Story
A Melody of Love of a Higher Order
By Tzvi Freeman
“The place of the baal teshuvah in the World to Come,” our sages tell us, “is a place where the most righteous cannot enter.” The Zohar explains the reason why: “Because they are drawn to Him with a love of an entirely different order.”
Straddling the Vorskla River in Central Ukraine is the city of Poltava, birthplace of some of Russia’s most notable writers, artists, and thinkers. In the times of the Rabbi Shmuel of Lubavitch, (r. 1866–1882), a young chasid lived there who they called “the child prodigy of Poltava.” From a young age, he was known for spending many hours in profound contemplation of chassidut.
But it was a cold, detached contemplation. “He thought so deeply,” Rabbi Shmuel was purported to have remarked, “he forgot the One he was thinking about.”
His story is not often told, only gathered from the rumors whispered here and there. As much as he was enchanted with the intellectual beauty of Chabad, they say, he eventually fell into yet greater fascination with the explosion of ideas, arts, and high culture in mid‑19th century Russia. The tefillin, the tallit, and the holy books soon gave way to the works of Turgenev, Dostoevsky, and Tolstoy.
It was drama and theatre that grabbed him most, and he soon found his talent as a satirist and actor. This was the era of Alexander Ostrovsky, the father of Russian drama, leading into the age of Chekhov and Stanislavski, when Russia would give the world the foundational elements of acting that hold to this day. The young prodigy excelled at all this, given his chassidic background, his powerful, melodic voice, his keen sense of nuance, and access to the wellspring of profound emotion held within the human soul.
Eventually, he found himself performing on the grand stage before the aristocracy of St. Petersburg.
Then came the day when he was given a part most suited to him. It was a satirical role, a parody of an elderly Jew retiring at night, saying the bedtime Shema, reviewing his day, and crying over his sins. As any professional Russian actor of the time, the prodigy of Poltava spent many days rehearsing, immersing himself into the role.
The problem was that he knew this role all too well. Even more troubling was that he knew that he did not really know it all. And he knew this was the one thing he could not fake.
He knew what it meant to make a reckoning with oneself before retiring to bed. It meant to come face‑to‑face in brutal honesty with who you are and what you have done with your life. He had witnessed in his youth one night how his own father, imagining his son was fast asleep, sat for an hour and trembled in agonizing sobs as he reviewed his day.
But he knew that this was not his piece of cake. His was the world of the mind, not the heart—at least not his heart. The heart of his audience, the heart of those who loved and admired him, any heart other than his own.
The time of the premiere performance was nearing, and he was a true actor, an artist, not just one who plays a part, but one who lives it on stage.
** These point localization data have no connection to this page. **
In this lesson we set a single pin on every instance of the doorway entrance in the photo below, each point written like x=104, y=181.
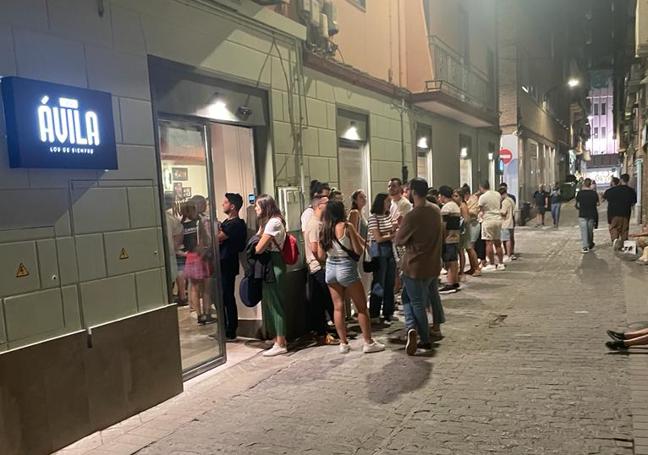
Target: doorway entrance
x=200, y=161
x=353, y=165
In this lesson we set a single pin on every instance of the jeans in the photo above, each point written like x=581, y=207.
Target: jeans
x=555, y=213
x=382, y=287
x=319, y=302
x=229, y=270
x=438, y=315
x=415, y=299
x=587, y=232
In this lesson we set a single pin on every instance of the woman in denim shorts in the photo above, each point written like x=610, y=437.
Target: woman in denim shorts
x=341, y=246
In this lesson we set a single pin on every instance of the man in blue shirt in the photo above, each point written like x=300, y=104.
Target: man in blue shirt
x=587, y=204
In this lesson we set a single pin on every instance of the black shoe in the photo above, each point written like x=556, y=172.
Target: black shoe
x=411, y=345
x=616, y=336
x=209, y=319
x=448, y=289
x=616, y=345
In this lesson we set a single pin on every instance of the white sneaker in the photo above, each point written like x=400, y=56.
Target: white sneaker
x=275, y=350
x=373, y=347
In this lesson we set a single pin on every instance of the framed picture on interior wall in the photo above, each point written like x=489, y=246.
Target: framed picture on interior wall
x=180, y=173
x=178, y=191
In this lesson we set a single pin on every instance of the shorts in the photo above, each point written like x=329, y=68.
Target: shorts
x=450, y=252
x=473, y=230
x=506, y=235
x=491, y=230
x=196, y=268
x=342, y=271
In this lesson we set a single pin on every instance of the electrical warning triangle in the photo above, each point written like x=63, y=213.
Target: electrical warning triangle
x=22, y=271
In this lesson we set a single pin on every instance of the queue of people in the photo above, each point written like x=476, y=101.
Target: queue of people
x=412, y=235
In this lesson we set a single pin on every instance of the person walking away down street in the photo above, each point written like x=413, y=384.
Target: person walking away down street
x=555, y=199
x=540, y=201
x=642, y=242
x=319, y=297
x=621, y=199
x=341, y=246
x=451, y=215
x=421, y=234
x=232, y=238
x=473, y=229
x=272, y=234
x=381, y=233
x=508, y=225
x=614, y=181
x=490, y=203
x=587, y=202
x=359, y=221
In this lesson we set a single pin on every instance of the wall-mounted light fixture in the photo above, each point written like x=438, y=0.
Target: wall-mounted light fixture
x=423, y=143
x=218, y=109
x=352, y=133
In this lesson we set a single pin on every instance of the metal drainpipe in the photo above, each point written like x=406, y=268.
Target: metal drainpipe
x=403, y=147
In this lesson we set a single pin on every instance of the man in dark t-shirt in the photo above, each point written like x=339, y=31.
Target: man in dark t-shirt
x=231, y=237
x=587, y=205
x=621, y=199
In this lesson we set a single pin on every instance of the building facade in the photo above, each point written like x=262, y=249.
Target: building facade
x=205, y=97
x=535, y=98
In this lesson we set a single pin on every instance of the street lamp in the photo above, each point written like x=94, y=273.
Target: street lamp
x=573, y=82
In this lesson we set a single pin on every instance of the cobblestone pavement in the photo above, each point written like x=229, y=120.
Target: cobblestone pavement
x=522, y=370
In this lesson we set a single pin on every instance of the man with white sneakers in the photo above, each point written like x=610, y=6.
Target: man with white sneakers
x=490, y=203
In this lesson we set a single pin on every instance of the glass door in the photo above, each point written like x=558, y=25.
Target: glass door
x=192, y=255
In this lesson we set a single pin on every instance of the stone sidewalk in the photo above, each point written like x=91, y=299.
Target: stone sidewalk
x=523, y=369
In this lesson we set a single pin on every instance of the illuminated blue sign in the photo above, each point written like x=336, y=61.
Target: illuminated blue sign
x=58, y=126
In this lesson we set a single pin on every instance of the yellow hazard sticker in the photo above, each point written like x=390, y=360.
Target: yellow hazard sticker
x=22, y=271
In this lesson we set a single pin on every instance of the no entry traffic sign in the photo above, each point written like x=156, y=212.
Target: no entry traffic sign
x=506, y=156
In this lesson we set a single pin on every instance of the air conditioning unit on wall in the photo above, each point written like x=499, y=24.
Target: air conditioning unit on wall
x=270, y=2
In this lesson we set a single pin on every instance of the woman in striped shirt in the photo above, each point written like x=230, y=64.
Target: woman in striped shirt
x=381, y=232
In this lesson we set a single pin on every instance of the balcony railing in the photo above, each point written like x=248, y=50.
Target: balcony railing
x=454, y=77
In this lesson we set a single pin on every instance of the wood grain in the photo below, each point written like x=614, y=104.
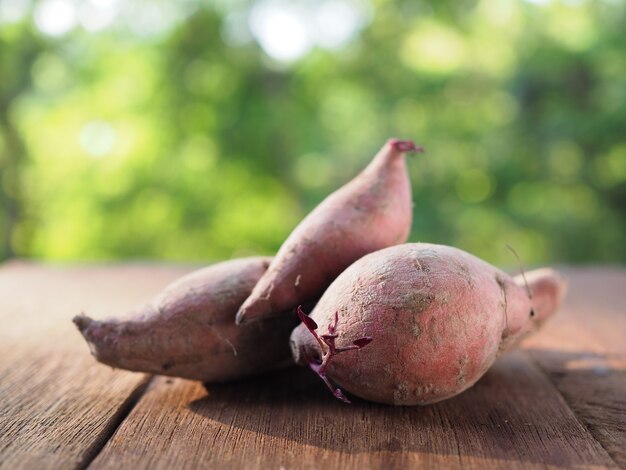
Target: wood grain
x=557, y=403
x=583, y=351
x=513, y=418
x=58, y=407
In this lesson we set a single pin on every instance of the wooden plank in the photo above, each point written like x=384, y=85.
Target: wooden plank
x=583, y=350
x=513, y=418
x=57, y=405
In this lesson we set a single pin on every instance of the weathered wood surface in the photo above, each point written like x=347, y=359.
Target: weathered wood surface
x=559, y=402
x=57, y=406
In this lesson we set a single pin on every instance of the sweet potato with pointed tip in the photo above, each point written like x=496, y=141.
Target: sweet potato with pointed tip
x=189, y=331
x=371, y=212
x=418, y=323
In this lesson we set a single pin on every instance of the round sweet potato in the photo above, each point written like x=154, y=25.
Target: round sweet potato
x=437, y=318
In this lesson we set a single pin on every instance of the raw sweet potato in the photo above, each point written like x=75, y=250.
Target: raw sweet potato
x=371, y=212
x=435, y=318
x=189, y=331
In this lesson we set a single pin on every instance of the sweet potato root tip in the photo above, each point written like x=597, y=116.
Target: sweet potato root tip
x=370, y=212
x=188, y=329
x=82, y=321
x=405, y=146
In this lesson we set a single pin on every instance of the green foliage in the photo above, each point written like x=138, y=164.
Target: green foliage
x=183, y=146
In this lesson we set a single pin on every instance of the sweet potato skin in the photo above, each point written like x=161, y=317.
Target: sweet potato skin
x=188, y=330
x=371, y=212
x=438, y=316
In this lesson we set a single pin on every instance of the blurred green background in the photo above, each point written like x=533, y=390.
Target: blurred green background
x=202, y=130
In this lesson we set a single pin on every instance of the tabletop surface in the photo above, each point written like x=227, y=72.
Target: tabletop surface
x=559, y=401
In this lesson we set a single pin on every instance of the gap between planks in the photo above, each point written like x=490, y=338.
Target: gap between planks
x=116, y=421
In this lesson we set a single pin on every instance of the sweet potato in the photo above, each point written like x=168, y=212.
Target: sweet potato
x=371, y=212
x=435, y=318
x=189, y=331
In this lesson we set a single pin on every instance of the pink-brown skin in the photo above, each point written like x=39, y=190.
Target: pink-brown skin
x=189, y=331
x=437, y=317
x=371, y=212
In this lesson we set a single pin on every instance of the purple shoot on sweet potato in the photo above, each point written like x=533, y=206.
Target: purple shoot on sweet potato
x=329, y=349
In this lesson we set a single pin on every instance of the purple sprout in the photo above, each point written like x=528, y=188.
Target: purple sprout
x=329, y=349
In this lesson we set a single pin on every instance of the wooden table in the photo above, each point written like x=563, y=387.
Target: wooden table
x=560, y=401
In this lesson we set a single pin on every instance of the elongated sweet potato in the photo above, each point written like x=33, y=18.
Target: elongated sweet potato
x=435, y=318
x=371, y=212
x=189, y=331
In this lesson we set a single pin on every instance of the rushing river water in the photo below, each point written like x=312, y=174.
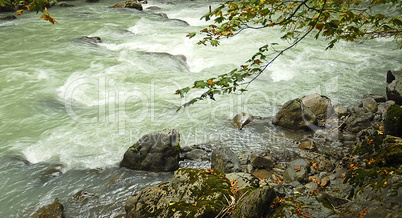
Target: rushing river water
x=69, y=108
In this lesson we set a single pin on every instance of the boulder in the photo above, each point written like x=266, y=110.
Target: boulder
x=260, y=161
x=256, y=204
x=225, y=160
x=394, y=91
x=54, y=209
x=297, y=171
x=133, y=4
x=243, y=180
x=393, y=122
x=242, y=119
x=320, y=106
x=157, y=151
x=190, y=193
x=294, y=115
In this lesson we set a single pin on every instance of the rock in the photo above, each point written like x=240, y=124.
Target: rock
x=9, y=17
x=91, y=39
x=393, y=122
x=262, y=162
x=340, y=110
x=190, y=193
x=119, y=5
x=157, y=151
x=52, y=210
x=308, y=145
x=320, y=106
x=394, y=91
x=359, y=119
x=243, y=180
x=134, y=4
x=297, y=171
x=294, y=115
x=225, y=160
x=65, y=5
x=242, y=120
x=255, y=205
x=390, y=77
x=377, y=98
x=370, y=104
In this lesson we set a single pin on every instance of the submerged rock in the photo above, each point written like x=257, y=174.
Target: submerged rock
x=54, y=209
x=157, y=151
x=191, y=193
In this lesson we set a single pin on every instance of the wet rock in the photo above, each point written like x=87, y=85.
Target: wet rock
x=255, y=205
x=242, y=120
x=393, y=122
x=243, y=180
x=191, y=193
x=340, y=110
x=320, y=106
x=10, y=17
x=394, y=91
x=133, y=4
x=262, y=161
x=308, y=145
x=91, y=39
x=390, y=77
x=119, y=5
x=157, y=151
x=52, y=210
x=225, y=160
x=377, y=98
x=297, y=171
x=65, y=5
x=370, y=104
x=294, y=115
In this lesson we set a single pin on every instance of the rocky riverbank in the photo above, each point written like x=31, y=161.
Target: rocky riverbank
x=347, y=164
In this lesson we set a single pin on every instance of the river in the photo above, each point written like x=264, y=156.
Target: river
x=70, y=108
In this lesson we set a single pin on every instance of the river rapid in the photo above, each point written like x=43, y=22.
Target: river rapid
x=70, y=108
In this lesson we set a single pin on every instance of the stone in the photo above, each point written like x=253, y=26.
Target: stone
x=294, y=115
x=157, y=151
x=262, y=162
x=243, y=180
x=340, y=110
x=52, y=210
x=297, y=170
x=255, y=205
x=320, y=105
x=133, y=4
x=308, y=145
x=119, y=5
x=394, y=91
x=190, y=193
x=242, y=119
x=370, y=104
x=225, y=160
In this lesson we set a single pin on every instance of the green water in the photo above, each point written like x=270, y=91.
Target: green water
x=73, y=106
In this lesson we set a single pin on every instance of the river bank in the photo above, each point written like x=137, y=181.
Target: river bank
x=355, y=174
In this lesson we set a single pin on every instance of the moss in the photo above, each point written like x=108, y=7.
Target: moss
x=393, y=122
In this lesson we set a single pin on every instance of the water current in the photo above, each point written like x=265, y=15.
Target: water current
x=70, y=108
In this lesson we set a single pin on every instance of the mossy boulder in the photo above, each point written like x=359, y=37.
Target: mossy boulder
x=157, y=152
x=54, y=209
x=296, y=116
x=393, y=122
x=191, y=193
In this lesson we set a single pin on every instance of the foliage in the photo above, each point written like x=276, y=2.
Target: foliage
x=336, y=20
x=30, y=5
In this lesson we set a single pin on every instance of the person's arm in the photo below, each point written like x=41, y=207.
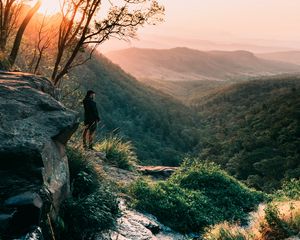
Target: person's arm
x=95, y=111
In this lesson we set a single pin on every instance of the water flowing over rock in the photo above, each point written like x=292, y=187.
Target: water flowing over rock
x=133, y=225
x=34, y=128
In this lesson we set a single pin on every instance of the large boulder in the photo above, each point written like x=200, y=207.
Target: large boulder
x=34, y=128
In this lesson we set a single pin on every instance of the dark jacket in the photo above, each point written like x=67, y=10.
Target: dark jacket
x=91, y=114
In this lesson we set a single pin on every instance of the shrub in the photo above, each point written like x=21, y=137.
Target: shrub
x=196, y=196
x=275, y=226
x=86, y=216
x=290, y=190
x=225, y=231
x=93, y=206
x=277, y=220
x=118, y=152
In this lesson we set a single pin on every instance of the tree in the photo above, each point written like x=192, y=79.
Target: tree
x=10, y=13
x=82, y=30
x=17, y=42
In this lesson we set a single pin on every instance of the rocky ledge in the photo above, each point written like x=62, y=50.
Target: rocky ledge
x=34, y=129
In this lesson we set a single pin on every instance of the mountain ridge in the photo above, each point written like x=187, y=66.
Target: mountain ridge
x=185, y=64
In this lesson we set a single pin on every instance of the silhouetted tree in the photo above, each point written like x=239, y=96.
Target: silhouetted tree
x=83, y=29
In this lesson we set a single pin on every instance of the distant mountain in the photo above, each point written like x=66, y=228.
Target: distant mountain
x=288, y=56
x=252, y=130
x=184, y=64
x=161, y=129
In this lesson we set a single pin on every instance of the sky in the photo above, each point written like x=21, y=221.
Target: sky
x=208, y=24
x=265, y=23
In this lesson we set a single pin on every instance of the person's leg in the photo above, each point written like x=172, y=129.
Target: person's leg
x=85, y=136
x=92, y=131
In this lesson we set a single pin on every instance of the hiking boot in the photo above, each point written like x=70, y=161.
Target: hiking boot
x=91, y=147
x=85, y=147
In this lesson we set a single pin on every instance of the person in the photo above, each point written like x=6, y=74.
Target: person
x=91, y=119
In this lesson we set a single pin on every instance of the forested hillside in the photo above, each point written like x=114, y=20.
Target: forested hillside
x=253, y=130
x=250, y=129
x=161, y=129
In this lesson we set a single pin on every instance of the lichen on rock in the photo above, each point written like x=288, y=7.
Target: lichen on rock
x=34, y=129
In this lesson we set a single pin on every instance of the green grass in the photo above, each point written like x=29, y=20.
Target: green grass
x=93, y=206
x=118, y=152
x=196, y=196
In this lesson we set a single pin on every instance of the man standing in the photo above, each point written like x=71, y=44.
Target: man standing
x=91, y=119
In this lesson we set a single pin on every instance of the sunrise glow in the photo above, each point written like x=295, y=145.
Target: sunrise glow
x=50, y=7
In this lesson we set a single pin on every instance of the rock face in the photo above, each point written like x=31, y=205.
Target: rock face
x=34, y=128
x=133, y=225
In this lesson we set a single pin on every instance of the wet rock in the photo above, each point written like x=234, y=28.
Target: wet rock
x=28, y=209
x=34, y=128
x=133, y=225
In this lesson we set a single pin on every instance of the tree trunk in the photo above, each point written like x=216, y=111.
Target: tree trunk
x=19, y=36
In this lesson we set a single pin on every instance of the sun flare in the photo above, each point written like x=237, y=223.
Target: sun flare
x=50, y=7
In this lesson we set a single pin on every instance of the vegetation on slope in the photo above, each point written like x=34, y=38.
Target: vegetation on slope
x=279, y=219
x=93, y=206
x=196, y=196
x=118, y=152
x=161, y=129
x=253, y=131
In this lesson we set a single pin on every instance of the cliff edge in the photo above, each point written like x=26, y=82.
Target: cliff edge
x=34, y=129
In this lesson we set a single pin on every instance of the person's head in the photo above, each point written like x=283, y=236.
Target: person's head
x=90, y=94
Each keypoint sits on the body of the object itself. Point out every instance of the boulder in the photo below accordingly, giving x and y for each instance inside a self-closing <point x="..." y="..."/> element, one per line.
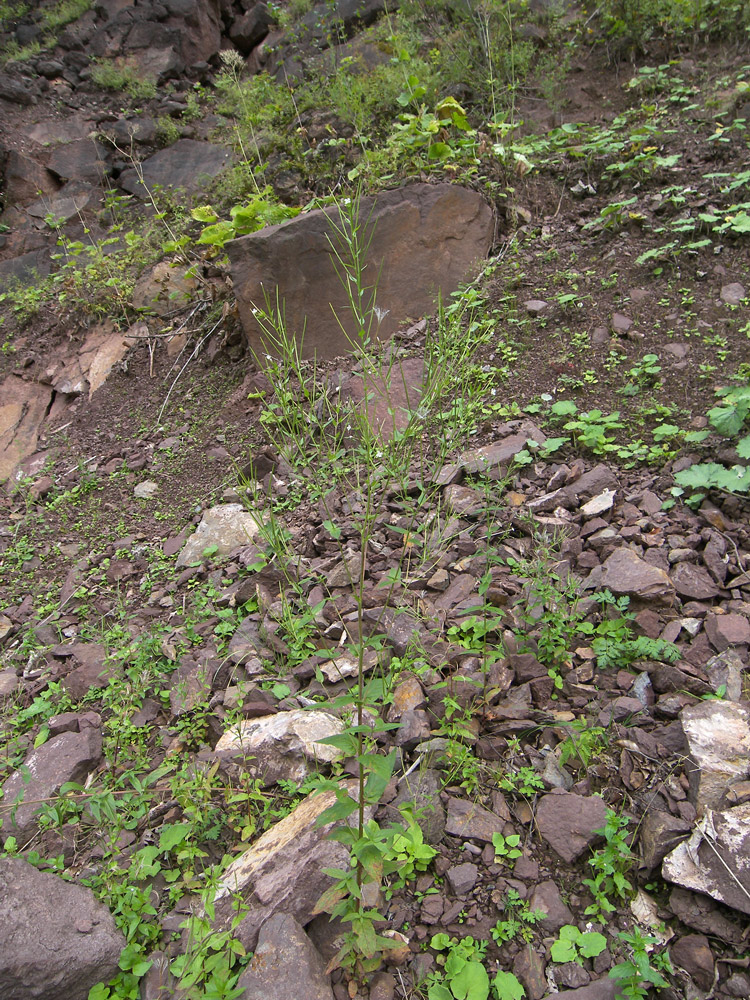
<point x="56" y="940"/>
<point x="68" y="757"/>
<point x="423" y="240"/>
<point x="283" y="871"/>
<point x="187" y="165"/>
<point x="282" y="746"/>
<point x="286" y="964"/>
<point x="718" y="738"/>
<point x="626" y="573"/>
<point x="23" y="408"/>
<point x="714" y="859"/>
<point x="568" y="822"/>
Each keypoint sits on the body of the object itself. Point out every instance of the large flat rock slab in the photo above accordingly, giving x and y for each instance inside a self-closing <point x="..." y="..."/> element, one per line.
<point x="23" y="407"/>
<point x="56" y="940"/>
<point x="187" y="165"/>
<point x="424" y="239"/>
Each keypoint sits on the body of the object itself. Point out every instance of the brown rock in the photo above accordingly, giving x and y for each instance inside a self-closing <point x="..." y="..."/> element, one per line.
<point x="568" y="822"/>
<point x="469" y="820"/>
<point x="528" y="966"/>
<point x="626" y="573"/>
<point x="56" y="940"/>
<point x="727" y="630"/>
<point x="285" y="964"/>
<point x="693" y="954"/>
<point x="425" y="238"/>
<point x="546" y="897"/>
<point x="693" y="581"/>
<point x="68" y="757"/>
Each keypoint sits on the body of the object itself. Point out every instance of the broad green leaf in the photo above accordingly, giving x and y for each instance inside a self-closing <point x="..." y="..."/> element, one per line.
<point x="173" y="835"/>
<point x="508" y="987"/>
<point x="471" y="982"/>
<point x="728" y="420"/>
<point x="563" y="951"/>
<point x="592" y="944"/>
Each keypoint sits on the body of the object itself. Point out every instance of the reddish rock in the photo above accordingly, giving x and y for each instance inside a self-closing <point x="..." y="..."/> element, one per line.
<point x="568" y="822"/>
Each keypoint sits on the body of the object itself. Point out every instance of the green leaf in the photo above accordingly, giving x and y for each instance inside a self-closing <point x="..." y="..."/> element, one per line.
<point x="508" y="987"/>
<point x="592" y="944"/>
<point x="563" y="951"/>
<point x="173" y="835"/>
<point x="471" y="982"/>
<point x="564" y="408"/>
<point x="728" y="420"/>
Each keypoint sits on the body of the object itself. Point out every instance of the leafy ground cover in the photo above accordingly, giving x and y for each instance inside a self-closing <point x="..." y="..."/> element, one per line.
<point x="612" y="315"/>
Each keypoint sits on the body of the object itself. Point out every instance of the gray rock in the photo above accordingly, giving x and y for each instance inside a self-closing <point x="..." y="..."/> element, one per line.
<point x="714" y="860"/>
<point x="228" y="526"/>
<point x="693" y="954"/>
<point x="429" y="237"/>
<point x="283" y="871"/>
<point x="282" y="746"/>
<point x="286" y="964"/>
<point x="462" y="878"/>
<point x="490" y="456"/>
<point x="68" y="757"/>
<point x="733" y="293"/>
<point x="593" y="482"/>
<point x="56" y="940"/>
<point x="659" y="833"/>
<point x="718" y="738"/>
<point x="568" y="822"/>
<point x="185" y="165"/>
<point x="626" y="573"/>
<point x="726" y="671"/>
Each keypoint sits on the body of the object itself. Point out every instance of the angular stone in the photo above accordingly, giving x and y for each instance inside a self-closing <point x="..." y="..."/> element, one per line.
<point x="186" y="165"/>
<point x="626" y="573"/>
<point x="285" y="964"/>
<point x="659" y="833"/>
<point x="472" y="821"/>
<point x="426" y="238"/>
<point x="693" y="581"/>
<point x="490" y="456"/>
<point x="228" y="526"/>
<point x="283" y="870"/>
<point x="282" y="746"/>
<point x="733" y="293"/>
<point x="598" y="504"/>
<point x="727" y="630"/>
<point x="693" y="954"/>
<point x="68" y="757"/>
<point x="725" y="670"/>
<point x="546" y="897"/>
<point x="23" y="408"/>
<point x="568" y="822"/>
<point x="718" y="738"/>
<point x="462" y="878"/>
<point x="56" y="940"/>
<point x="714" y="859"/>
<point x="593" y="482"/>
<point x="600" y="989"/>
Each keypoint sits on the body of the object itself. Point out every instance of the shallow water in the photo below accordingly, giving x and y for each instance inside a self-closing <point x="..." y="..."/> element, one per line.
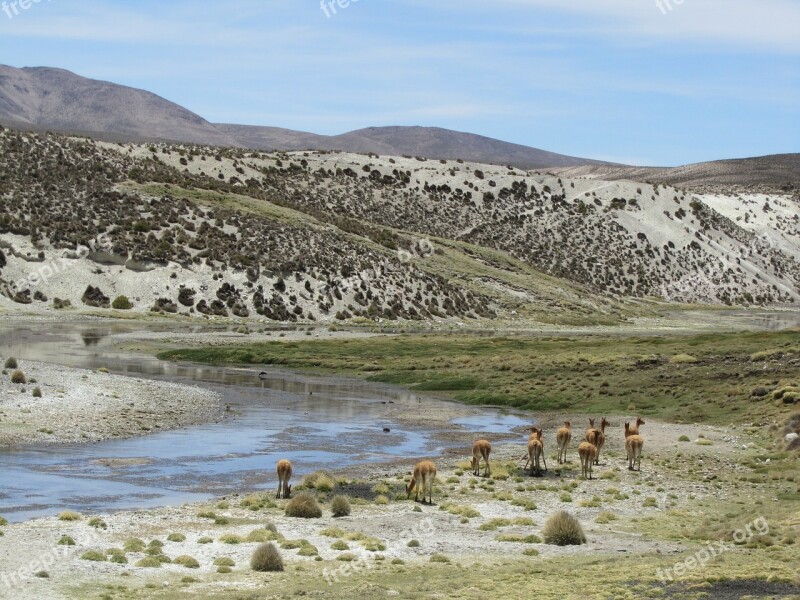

He had to ask himself, “But if I were such a chasid, if I did actually care, if I made such a self‑reckoning of where my life has taken me, what would that be like?”
He tried. He felt as a man about to perform surgery upon himself, and he could not lift the knife.
They say a true artist is one who performs better before an audience than in rehearsal. And it was indeed upon the stage of that premiere, that he was first able to break through. There, his childhood memories finally returned, the pain of leaving behind his beloved parents and friends surfaced, the futility of it all—for what had he gained? Where was this heading? Why had he been such a fool?
At first, his audience was enthralled. Eventually, however, it became apparent that this was not an act anymore. He was pulled off stage. The director, infuriated, ordered him to never return.
And he did not. He travelled from St. Petersburg to Lubavitch, poured out his soul to his rebbe, and pleaded for the guidance he needed to do a complete teshuvah.
Several years later, a certain rebbe from Poland visited Rabbi Shmuel. He mentioned that he had passed through Poltava on his way to Lubavitch and there had observed a young man in the ecstasy of his prayer, singing a melody he had never before heard.
“It was obvious to me,” he observed, “that this young man has been to the gates of hell and back.”
When asked how he could tell, he replied, “I could detect in his melody the ‘power of love of a different order.’”
To this day, we do not know the name of this prodigy, this actor, this baal teshuvah. Neither do we know any of the deep insights he surely must have taught. But we sing his melody. It is a melody of a different class. It has awakened many to teshuvah, with a power of a different order.
It is fueled by a soul that caught fire at the gates of hell.